Risk Considerations:

The quality and integrity of data used in benchmark calculations are crucial. Issues such as data inaccuracy, inadequate validation processes, or reliance on flawed third-party data can undermine the reliability of benchmarks.

Regulatory Expectations:

The FCA expects benchmark administrators to establish robust systems for data verification and methodology implementation. They should actively manage data quality, including promptly addressing any identified issues or inaccuracies.

Operational Resilience

Risk Implications:

Operational disruptions pose significant risks, potentially leading to inaccuracies in benchmark calculation or delays in their dissemination.

Operational Standards Required:

Administrators must ensure they have comprehensive plans and systems in place to maintain operations during disruptions, including effective business continuity and disaster recovery strategies.

Governance and Oversight

Challenges in Governance:

Effective governance is crucial for maintaining compliance and managing conflicts of interest. Poor governance can lead to oversight failures and compromised benchmark integrity.

Governance Enhancements:

The FCA mandates that administrators strengthen their governance frameworks, ensuring clear accountability and rigorous oversight mechanisms are in place. This includes managing conflicts of interest effectively and maintaining detailed records of decision-making processes.

Specific Focus Areas

ESG Benchmarks

Given the surge in passive investments linked to sustainability, the accuracy and transparency of ESG benchmarks are under intense scrutiny. Administrators must ensure these benchmarks accurately reflect their stated sustainability criteria and market expectations.
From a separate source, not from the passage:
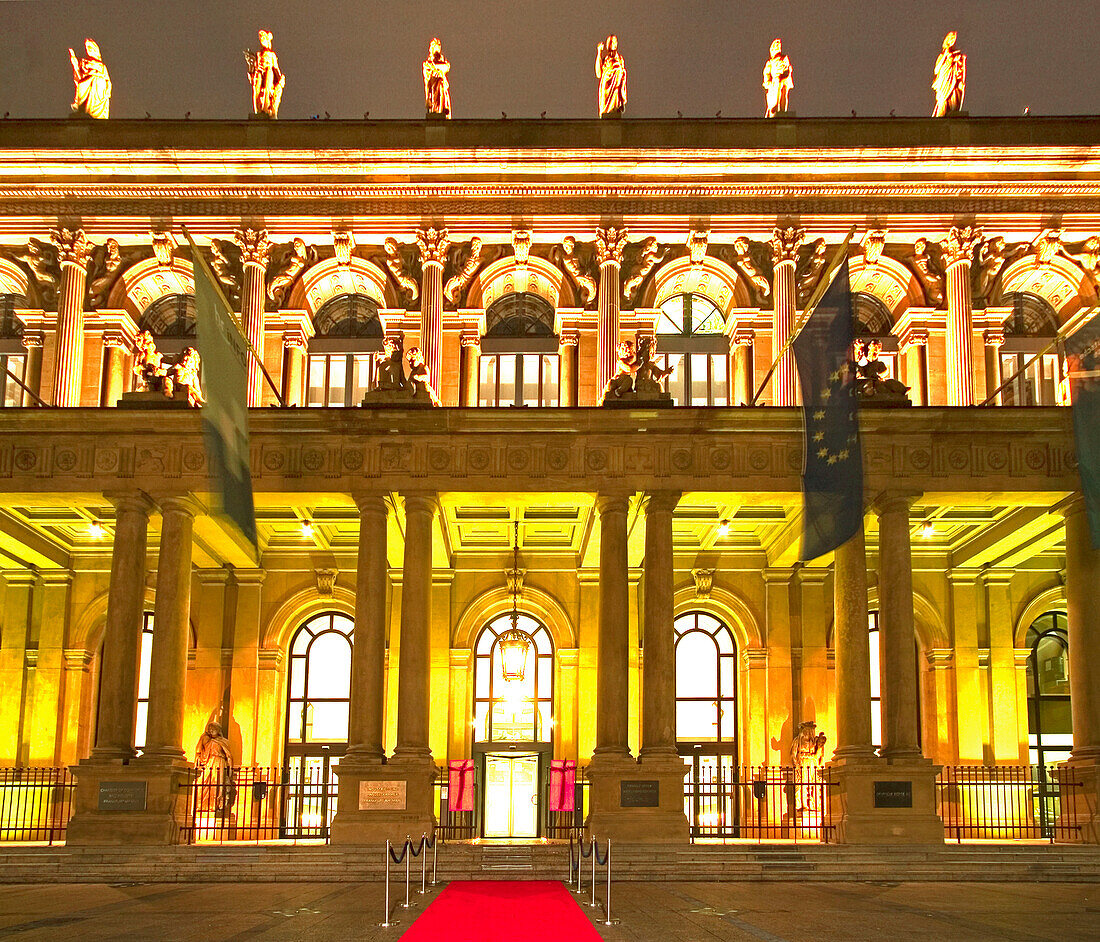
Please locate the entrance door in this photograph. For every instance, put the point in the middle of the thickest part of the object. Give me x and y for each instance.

Credit Sensitive Rates (CSRs)

With the phase-out of LIBOR, the focus on CSRs has intensified. The FCA is vigilant about the potential risks associated with these benchmarks, emphasising the need for administrators to manage them prudently to avoid replicating past issues seen with LIBOR.

Compliance and Strategic Actions

Benchmark administrators are urged to regularly review and update their disclosure practices, data quality controls, operational resilience plans, and governance structures to meet the heightened expectations set by the FCA. This involves a proactive approach to compliance and engagement with regulatory developments.

Conclusion and Next Steps

The FCA expects benchmark administrators to thoroughly assess and address the issues highlighted in the guidance. Administrators should be prepared for ongoing evaluations and maintain open, proactive communications with the FCA, especially regarding significant operational changes or updates to benchmark methodologies.

Administrators must ensure they are fully compliant with all regulatory requirements and are expected to engage constructively with the FCA to promote transparency, fairness, and efficiency in financial markets.